Groff, who grew up in Lancaster, Pa., said, “I know when I was a kid, theater was like an escape for me, as a closeted teenager. And I think I really relate to when Frank says, ‘Music is my life, without music, I would die.’ Musical theater at that age was, like, lifesaving. And so to be now, at 38, doing a musical as a more fully realized version of who I am … I always went to theater to escape and to express and get out of my life completely. And it’s like this show — and maybe this is what makes it so unique and what brought me to this experience — this show is both the escape and bringing me into my own life at the same time.”
Mendez, who described growing up in California as a “Mexican Jew,” attended a largely white school in Orange County “where no one thought I belonged” and where she was told that as an actor, she would have a limited future, if any.
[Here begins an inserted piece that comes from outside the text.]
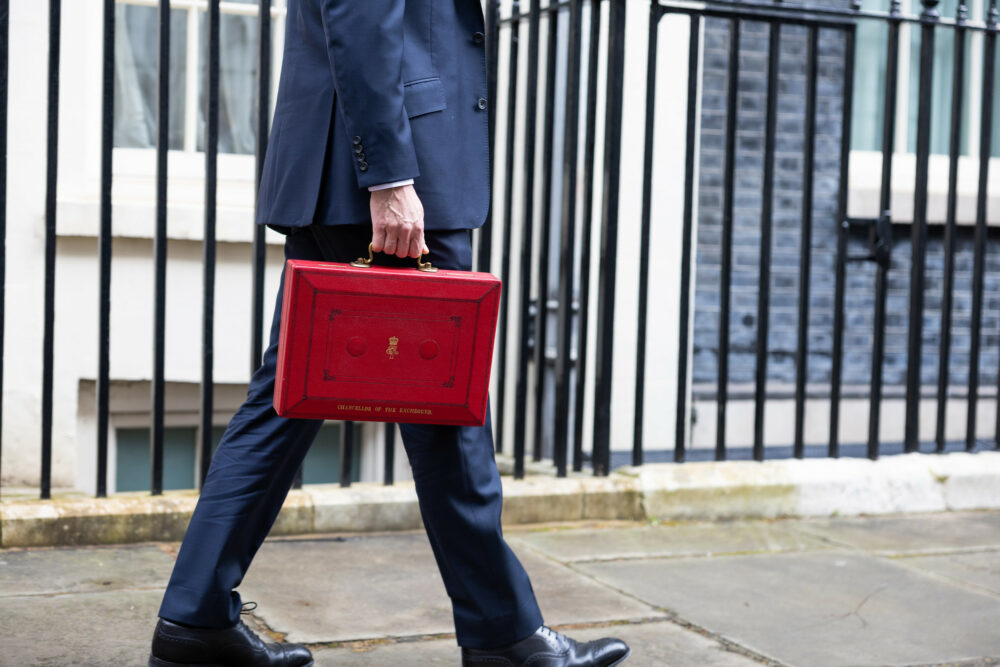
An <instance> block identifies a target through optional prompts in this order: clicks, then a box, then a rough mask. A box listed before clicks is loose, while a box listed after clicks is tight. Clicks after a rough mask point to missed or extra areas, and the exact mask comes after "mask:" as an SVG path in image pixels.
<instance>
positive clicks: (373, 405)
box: [274, 260, 500, 426]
When she arrived in New York at 18, she discovered, like Groff, “that New York and theater was where I was accepted, when I felt like I wasn’t accepted anywhere else.”
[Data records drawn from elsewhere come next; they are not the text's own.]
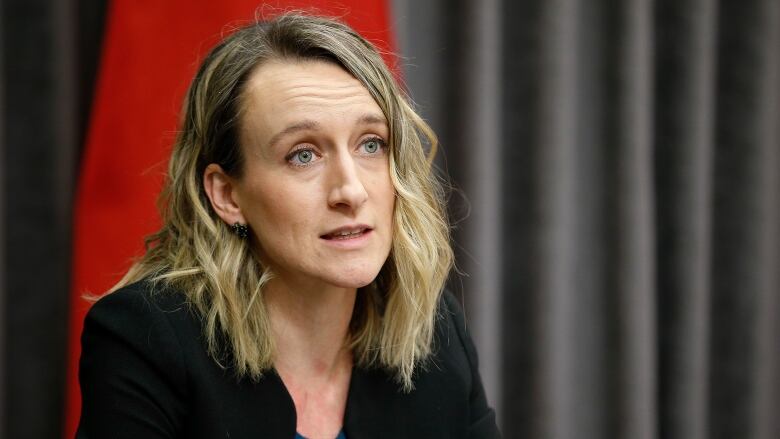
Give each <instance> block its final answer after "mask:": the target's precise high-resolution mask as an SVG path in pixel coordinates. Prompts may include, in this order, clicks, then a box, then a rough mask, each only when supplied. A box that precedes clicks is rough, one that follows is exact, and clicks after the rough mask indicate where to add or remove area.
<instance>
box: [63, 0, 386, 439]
mask: <svg viewBox="0 0 780 439" xmlns="http://www.w3.org/2000/svg"><path fill="white" fill-rule="evenodd" d="M291 9H303V10H308V11H314V12H315V13H321V14H322V15H328V16H337V17H342V18H343V19H344V20H345V21H346V22H347V23H349V24H350V25H351V26H352V27H353V28H355V29H356V30H357V31H358V32H360V33H361V34H362V35H363V36H364V37H366V38H367V39H369V40H371V41H372V42H374V44H376V45H377V46H378V47H379V49H380V50H382V51H383V53H384V54H385V60H386V61H387V62H388V64H389V65H391V66H393V68H394V69H395V66H394V62H395V60H394V58H393V55H392V53H393V51H394V50H393V49H394V47H395V46H394V44H392V33H391V29H390V21H389V9H388V5H387V1H386V0H368V1H359V0H348V1H341V2H329V1H324V0H323V1H283V0H278V1H273V2H266V4H262V3H260V2H258V1H256V0H255V1H251V0H225V1H220V2H214V1H207V0H168V1H164V2H159V1H151V0H146V1H138V0H136V1H128V0H116V1H113V2H111V3H110V6H109V8H108V14H107V24H106V32H105V37H104V38H105V41H104V44H103V53H102V58H101V62H100V70H99V73H98V81H97V86H96V89H95V97H94V103H93V108H92V117H91V121H90V125H89V131H88V133H87V143H86V148H85V152H84V157H83V160H82V163H81V174H80V181H79V186H78V189H77V193H76V205H75V218H74V240H73V242H74V253H73V281H72V282H73V284H72V300H71V312H70V338H69V358H68V372H67V389H66V394H67V401H66V409H65V435H66V437H67V438H72V437H74V435H75V432H76V427H77V425H78V419H79V415H80V412H81V395H80V392H79V387H78V377H77V370H78V358H79V355H80V351H81V344H80V342H79V337H80V335H81V330H82V324H83V321H84V315H85V314H86V311H87V310H88V308H89V304H88V302H86V301H85V300H84V299H83V298H82V296H83V295H84V294H85V293H91V294H100V293H103V292H105V291H106V290H107V289H108V288H110V287H111V286H112V285H113V284H114V283H116V282H117V281H118V280H119V278H120V277H121V276H122V274H124V272H125V271H126V270H127V269H128V268H129V266H130V264H131V262H132V261H131V259H132V258H133V257H137V256H139V255H141V254H142V251H143V238H144V236H146V235H148V234H150V233H152V232H154V231H155V230H156V229H157V228H158V227H159V225H160V220H159V217H158V214H157V209H156V204H155V202H156V198H157V195H158V193H159V191H160V188H161V185H162V181H163V173H164V171H165V169H166V161H167V157H168V155H169V153H170V148H171V146H172V143H173V141H174V138H175V132H176V131H175V130H176V129H177V120H178V117H179V110H180V106H181V102H182V99H183V97H184V94H185V92H186V90H187V86H188V85H189V81H190V80H191V78H192V77H193V75H194V74H195V70H196V69H197V65H198V62H199V61H200V60H201V59H202V58H203V56H205V55H206V53H207V52H208V50H209V49H210V47H211V46H213V45H214V44H215V43H216V42H217V41H219V39H220V36H221V35H222V34H223V33H226V32H229V30H230V29H231V28H232V27H235V25H241V24H244V23H248V22H251V21H253V20H254V19H255V17H268V16H273V15H275V14H277V13H279V12H282V11H289V10H291Z"/></svg>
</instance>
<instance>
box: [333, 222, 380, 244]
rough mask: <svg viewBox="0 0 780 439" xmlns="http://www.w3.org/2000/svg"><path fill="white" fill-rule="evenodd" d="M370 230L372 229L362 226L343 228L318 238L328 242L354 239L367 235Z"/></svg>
mask: <svg viewBox="0 0 780 439" xmlns="http://www.w3.org/2000/svg"><path fill="white" fill-rule="evenodd" d="M371 230H372V229H371V228H370V227H368V226H366V225H363V224H358V225H354V226H344V227H339V228H338V229H334V230H331V231H330V232H328V233H326V234H324V235H322V236H320V238H322V239H327V240H329V241H340V240H347V239H355V238H359V237H361V236H363V235H365V234H367V233H369V232H370V231H371Z"/></svg>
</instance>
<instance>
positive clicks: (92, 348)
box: [77, 283, 499, 439]
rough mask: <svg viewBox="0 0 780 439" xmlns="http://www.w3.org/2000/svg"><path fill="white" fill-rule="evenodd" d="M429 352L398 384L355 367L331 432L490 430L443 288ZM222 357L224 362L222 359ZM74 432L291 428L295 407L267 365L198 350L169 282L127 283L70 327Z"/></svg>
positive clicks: (463, 431) (473, 349)
mask: <svg viewBox="0 0 780 439" xmlns="http://www.w3.org/2000/svg"><path fill="white" fill-rule="evenodd" d="M434 352H435V353H434V355H433V356H432V358H430V361H429V362H428V363H427V365H426V367H425V368H424V369H421V370H420V371H419V372H418V373H417V374H416V376H415V379H414V384H415V389H414V390H413V391H412V392H410V393H403V392H402V391H401V388H400V386H399V384H398V383H396V382H395V381H394V380H393V379H392V377H391V376H390V375H389V374H388V373H386V372H385V371H384V370H380V369H371V370H366V369H361V368H357V367H356V368H355V369H354V370H353V372H352V378H351V381H350V387H349V392H348V398H347V407H346V414H345V419H344V427H343V431H344V433H345V435H346V437H348V438H350V439H363V438H371V439H378V438H387V439H390V438H393V439H397V438H418V437H419V438H464V439H465V438H473V439H476V438H480V439H482V438H496V437H499V433H498V429H497V427H496V422H495V415H494V412H493V410H492V409H491V408H490V407H489V406H488V404H487V401H486V399H485V394H484V390H483V387H482V383H481V380H480V376H479V373H478V367H477V356H476V351H475V349H474V346H473V344H472V343H471V340H470V338H469V336H468V333H467V332H466V329H465V321H464V319H463V313H462V311H461V310H460V307H459V305H458V304H457V301H456V299H455V298H454V297H453V296H452V295H451V294H445V295H444V299H443V300H442V303H441V306H440V312H439V320H438V324H437V328H436V335H435V347H434ZM223 363H224V364H229V361H224V362H223ZM79 379H80V382H81V390H82V395H83V396H82V398H83V401H82V404H83V408H82V416H81V422H80V425H79V429H78V433H77V437H78V438H82V439H86V438H90V439H94V438H103V437H112V438H139V437H143V438H149V439H153V438H173V437H181V438H185V437H186V438H193V439H197V438H216V437H230V438H231V439H240V438H258V437H263V438H280V439H281V438H284V439H290V438H294V437H295V434H296V428H295V427H296V415H295V406H294V404H293V401H292V398H291V397H290V395H289V393H288V392H287V390H286V388H285V387H284V384H283V383H282V381H281V379H280V378H279V376H278V375H277V374H276V373H274V372H273V371H269V372H268V373H266V374H265V375H264V376H263V378H261V380H260V381H259V382H257V383H253V382H251V381H250V380H247V379H241V380H239V379H237V378H236V375H235V374H234V373H233V371H232V369H230V368H229V367H228V368H222V367H220V366H219V365H218V364H217V363H216V361H214V359H212V358H211V357H210V356H209V355H208V354H207V353H206V350H205V347H204V344H203V339H202V325H201V320H200V318H199V317H198V315H197V314H196V313H195V312H194V311H193V310H191V308H190V307H189V306H188V305H187V304H186V303H185V297H184V295H183V294H181V293H180V292H175V291H170V290H159V291H158V290H153V289H152V288H151V287H150V284H149V283H136V284H133V285H130V286H128V287H125V288H123V289H120V290H118V291H116V292H114V293H112V294H109V295H107V296H106V297H104V298H102V299H101V300H100V301H98V302H97V303H96V304H95V305H94V306H93V307H92V309H91V310H90V312H89V314H88V316H87V318H86V320H85V323H84V333H83V336H82V357H81V363H80V371H79Z"/></svg>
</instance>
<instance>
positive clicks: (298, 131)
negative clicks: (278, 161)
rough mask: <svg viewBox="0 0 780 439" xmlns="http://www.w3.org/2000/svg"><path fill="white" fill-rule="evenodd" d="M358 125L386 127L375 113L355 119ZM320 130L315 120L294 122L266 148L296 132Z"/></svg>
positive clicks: (285, 128)
mask: <svg viewBox="0 0 780 439" xmlns="http://www.w3.org/2000/svg"><path fill="white" fill-rule="evenodd" d="M356 122H357V124H358V125H386V124H387V119H385V117H384V116H380V115H378V114H375V113H366V114H363V115H362V116H360V117H359V118H358V119H357V121H356ZM321 128H322V124H320V123H319V122H317V121H315V120H311V119H305V120H302V121H299V122H295V123H293V124H291V125H288V126H286V127H285V128H284V129H283V130H281V131H279V132H278V133H276V134H274V135H273V137H271V140H269V141H268V146H269V147H273V146H274V145H276V144H277V143H279V141H280V140H281V139H282V138H284V137H286V136H289V135H291V134H295V133H297V132H301V131H317V130H319V129H321Z"/></svg>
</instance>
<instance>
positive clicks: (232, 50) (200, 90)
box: [112, 13, 453, 391]
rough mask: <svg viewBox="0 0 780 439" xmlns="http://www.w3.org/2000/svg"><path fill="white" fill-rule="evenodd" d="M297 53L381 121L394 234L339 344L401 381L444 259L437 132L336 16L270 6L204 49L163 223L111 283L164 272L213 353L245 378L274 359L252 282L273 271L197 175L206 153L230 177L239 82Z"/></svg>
mask: <svg viewBox="0 0 780 439" xmlns="http://www.w3.org/2000/svg"><path fill="white" fill-rule="evenodd" d="M300 59H316V60H325V61H328V62H333V63H336V64H338V65H339V66H341V67H342V68H344V69H345V70H346V71H348V72H349V73H351V74H352V75H353V76H354V77H355V78H357V79H358V80H359V81H360V82H361V83H362V84H363V85H364V86H365V87H366V89H367V90H368V91H369V92H370V93H371V96H372V97H373V98H374V99H375V100H376V102H377V104H378V105H379V107H380V108H381V109H382V111H383V112H384V114H385V117H386V118H387V121H388V125H389V129H390V139H389V143H390V159H389V162H390V174H391V180H392V183H393V185H394V187H395V191H396V194H397V198H396V202H395V210H394V213H393V215H394V217H393V244H392V249H391V251H390V256H389V257H388V259H387V261H386V262H385V264H384V266H383V267H382V269H381V271H380V273H379V275H378V276H377V279H376V280H375V281H374V282H373V283H372V284H371V285H370V286H368V287H365V288H361V291H360V292H359V293H358V299H357V303H356V305H355V310H354V312H353V316H352V321H351V323H350V340H349V343H350V344H349V346H350V348H351V349H352V352H353V356H354V359H355V362H356V364H358V365H359V366H362V367H383V368H386V369H387V370H389V371H391V372H392V373H393V375H394V376H395V377H396V379H397V380H398V381H399V383H401V384H402V385H403V388H404V389H405V390H407V391H408V390H411V389H412V388H413V383H412V376H413V373H414V370H415V368H417V367H419V366H420V365H421V364H423V362H424V360H425V359H426V358H427V357H428V355H429V354H430V352H431V344H432V340H433V332H434V325H435V320H436V318H437V315H436V314H437V308H438V302H439V298H440V295H441V291H442V289H443V286H444V282H445V280H446V278H447V275H448V273H449V270H450V268H451V266H452V259H453V256H452V249H451V247H450V236H449V224H448V221H447V218H446V215H445V210H444V206H443V194H442V189H441V185H440V184H439V181H438V179H437V177H436V176H435V174H434V173H433V171H432V169H431V162H430V158H431V157H433V155H434V153H435V151H436V146H437V140H436V136H435V135H434V133H433V132H432V131H431V129H430V127H429V126H428V125H427V124H426V123H425V122H424V121H423V120H422V119H421V118H420V117H419V116H418V115H417V114H416V113H415V111H414V110H413V109H412V107H411V106H410V104H409V101H408V100H407V98H406V96H405V95H404V93H403V92H402V91H401V89H400V88H399V87H398V85H397V84H396V83H395V81H394V80H393V76H392V74H391V72H390V71H389V70H388V68H387V67H386V66H385V64H384V62H383V61H382V58H381V56H380V55H379V53H378V52H377V50H376V49H375V48H374V46H372V45H371V43H369V42H368V41H366V40H365V39H363V38H362V37H360V36H359V35H358V34H357V33H356V32H355V31H354V30H352V29H351V28H349V27H348V26H346V25H345V24H342V23H341V22H339V21H337V20H334V19H328V18H322V17H315V16H309V15H306V14H302V13H288V14H284V15H280V16H278V17H276V18H275V19H272V20H270V21H263V22H258V23H255V24H252V25H250V26H246V27H244V28H241V29H239V30H237V31H236V32H234V33H233V34H231V35H230V36H228V37H227V38H225V39H224V40H223V41H222V42H221V43H220V44H218V45H217V46H216V47H215V48H214V49H212V50H211V52H210V53H209V54H208V56H206V58H205V60H204V61H203V63H202V65H201V66H200V68H199V70H198V73H197V74H196V76H195V78H194V80H193V82H192V84H191V86H190V88H189V91H188V94H187V97H186V100H185V102H184V108H183V120H182V126H181V131H180V132H179V135H178V137H177V139H176V143H175V145H174V148H173V152H172V155H171V159H170V163H169V167H168V175H167V177H166V181H165V186H164V189H163V192H162V194H161V197H160V206H161V207H160V209H161V213H162V217H163V226H162V228H161V229H160V230H159V231H158V232H157V233H155V234H154V235H152V236H150V237H149V238H147V241H146V244H147V246H146V248H147V250H146V253H145V255H144V256H143V257H142V258H141V259H140V260H139V261H137V262H136V263H135V264H134V265H133V266H132V267H131V268H130V270H129V271H128V273H127V274H126V275H125V276H124V278H123V279H122V280H121V281H120V282H119V283H118V284H117V285H115V286H114V287H113V289H112V291H114V290H116V289H118V288H120V287H122V286H124V285H127V284H129V283H132V282H136V281H140V280H152V281H154V282H164V283H165V284H166V285H169V286H172V287H174V288H175V289H176V290H178V291H181V292H182V293H184V294H185V295H186V297H187V299H188V301H189V302H190V303H191V304H192V305H194V307H195V308H196V309H197V310H198V312H199V313H200V315H201V316H202V318H203V321H204V335H205V340H206V344H207V349H208V352H209V354H210V355H211V356H212V357H213V358H214V359H215V361H217V362H218V363H220V364H223V365H224V366H231V367H234V368H235V371H236V373H237V375H238V376H239V377H245V376H246V377H249V378H251V379H254V380H256V379H259V378H260V376H261V375H262V373H263V372H264V371H266V370H268V369H270V368H271V367H272V366H273V353H274V344H273V340H272V338H271V337H270V336H269V334H270V330H269V321H268V315H267V310H266V307H265V304H264V300H263V285H264V284H265V283H266V282H267V281H268V280H269V279H270V277H271V276H272V275H271V273H270V271H269V270H268V268H267V267H264V266H263V265H262V264H261V263H260V261H259V259H258V257H257V255H256V254H254V253H253V250H252V248H251V246H250V245H249V242H250V241H248V240H242V239H240V238H238V237H236V236H235V235H234V234H233V233H232V232H231V229H230V227H229V226H228V225H226V224H225V223H224V222H223V221H222V220H221V219H220V218H219V217H218V216H217V215H216V213H215V212H214V211H213V209H212V208H211V205H210V203H209V200H208V198H207V197H206V194H205V192H204V189H203V181H202V176H203V172H204V169H205V167H206V166H207V165H208V164H210V163H217V164H219V165H220V166H221V167H222V168H223V169H224V170H225V172H226V173H228V174H230V175H233V176H236V177H240V176H241V172H242V157H241V153H240V149H239V142H238V139H239V136H238V128H239V123H240V117H241V103H242V93H243V88H244V85H245V83H246V81H247V80H248V78H249V77H250V76H251V74H252V73H253V71H255V70H256V69H257V68H258V67H259V66H262V65H263V63H265V62H267V61H269V60H300ZM426 143H427V144H428V145H430V154H429V155H428V156H426V153H425V144H426ZM225 353H227V354H228V355H224V354H225ZM225 362H227V364H224V363H225Z"/></svg>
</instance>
By 2018, she had racked up a substantial list of stage credits and won a Tony for her performance that year in “Carousel.” But when she moved back to Los Angeles to do a television series, her life began to feel unsettled.
When Groff, whom she knew casually, called her to say that a casting agent had said she would be perfect for the part of Mary, she had become a mother and was newly divorced. “I was like, I don’t live in New York anymore, and I don’t know who I really am right now. I feel really lost. How am I going to do this?” Mendez said.
“But somehow, magically, it all just worked. And when I got back here, the first day I walked in with them, it was just like, Oh my God, I’m home. And I know who I am and what I’m made to do. Of course I ended up here. There was no other place to end up.”